ColumnTransformer() changes the names of the variables in the output. The transformed variables show the prefix imputer and the unchanged variables show the prefix remainder.

With fit(), SimpleImputer() learned the variables’ most frequent categories and stored them in its statistics_ attribute. With transform(), it replaced the missing data with the learned parameters.

SimpleImputer() and ColumnTransformer() return NumPy arrays by default. We can change this behavior with the set_output() parameter.

To replace missing values with feature-engine, we used the CategoricalImputer() with imputation_method set to frequent. With fit(), the transformer learned and stored the most frequent categories in a dictionary in its imputer_dict_ attribute. With transform(), it replaced the missing values with the learned parameters.
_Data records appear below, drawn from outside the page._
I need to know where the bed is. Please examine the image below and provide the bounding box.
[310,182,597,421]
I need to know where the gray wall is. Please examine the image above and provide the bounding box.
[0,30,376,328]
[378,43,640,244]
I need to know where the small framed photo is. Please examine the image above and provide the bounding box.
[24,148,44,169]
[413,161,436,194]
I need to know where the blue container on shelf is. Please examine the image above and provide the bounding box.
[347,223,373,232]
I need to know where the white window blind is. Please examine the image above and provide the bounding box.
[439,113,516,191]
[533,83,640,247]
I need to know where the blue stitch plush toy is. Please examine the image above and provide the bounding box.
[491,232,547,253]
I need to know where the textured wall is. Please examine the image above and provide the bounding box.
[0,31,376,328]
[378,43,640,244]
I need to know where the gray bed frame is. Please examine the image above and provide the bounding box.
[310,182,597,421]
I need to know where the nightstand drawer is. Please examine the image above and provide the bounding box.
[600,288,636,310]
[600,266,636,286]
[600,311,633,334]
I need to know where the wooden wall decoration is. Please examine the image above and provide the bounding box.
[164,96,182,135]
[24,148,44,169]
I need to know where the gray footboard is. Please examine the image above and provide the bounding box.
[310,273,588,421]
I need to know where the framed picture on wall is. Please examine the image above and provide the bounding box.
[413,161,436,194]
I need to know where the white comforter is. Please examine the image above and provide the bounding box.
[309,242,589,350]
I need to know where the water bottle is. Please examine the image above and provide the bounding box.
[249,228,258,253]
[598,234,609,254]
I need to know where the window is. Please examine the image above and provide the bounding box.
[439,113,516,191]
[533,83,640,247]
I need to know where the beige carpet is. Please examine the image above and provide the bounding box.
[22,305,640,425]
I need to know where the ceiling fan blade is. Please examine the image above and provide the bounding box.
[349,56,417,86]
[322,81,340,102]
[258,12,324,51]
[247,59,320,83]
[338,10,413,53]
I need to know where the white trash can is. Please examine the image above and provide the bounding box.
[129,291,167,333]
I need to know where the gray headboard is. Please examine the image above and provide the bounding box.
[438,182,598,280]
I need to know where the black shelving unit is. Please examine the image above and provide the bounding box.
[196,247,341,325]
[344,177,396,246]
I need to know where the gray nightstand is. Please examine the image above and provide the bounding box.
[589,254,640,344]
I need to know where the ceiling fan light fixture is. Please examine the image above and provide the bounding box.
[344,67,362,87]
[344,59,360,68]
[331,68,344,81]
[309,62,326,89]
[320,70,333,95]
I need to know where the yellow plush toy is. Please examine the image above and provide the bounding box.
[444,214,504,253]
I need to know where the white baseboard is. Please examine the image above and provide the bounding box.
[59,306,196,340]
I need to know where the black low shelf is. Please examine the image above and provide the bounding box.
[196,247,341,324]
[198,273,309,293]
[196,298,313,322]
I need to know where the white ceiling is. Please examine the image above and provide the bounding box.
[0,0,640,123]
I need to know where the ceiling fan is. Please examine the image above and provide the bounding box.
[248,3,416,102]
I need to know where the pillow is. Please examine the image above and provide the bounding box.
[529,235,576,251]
Unlike SimpleImputer(), CategoricalImputer() will only impute categorical variables, unless specifically told not to do so by setting the ignore_format parameter to True. In addition, with feature-engine transformers we can restrict the transformations to a subset of variables through the transformer itself. For scikit-learn transformers, we need the additional ColumnTransformer() class to apply the transformation to a subset of the variables.

Replacing missing values with an arbitrary number

We can replace missing data with an arbitrary value. Commonly used values are 999, 9999, or -1 for positive distributions. This method is used for numerical variables. For categorical variables, the equivalent method is to replace missing data with an arbitrary string, as described in the Imputing categorical variables recipe.

When replacing missing values with arbitrary numbers, we need to be careful not to select a value close to the mean, the median, or any other common value of the distribution.

Note

We’d use arbitrary number imputation when data is not missing at random, use non-linear models, or when the percentage of missing data is high. This imputation technique distorts the original variable distribution.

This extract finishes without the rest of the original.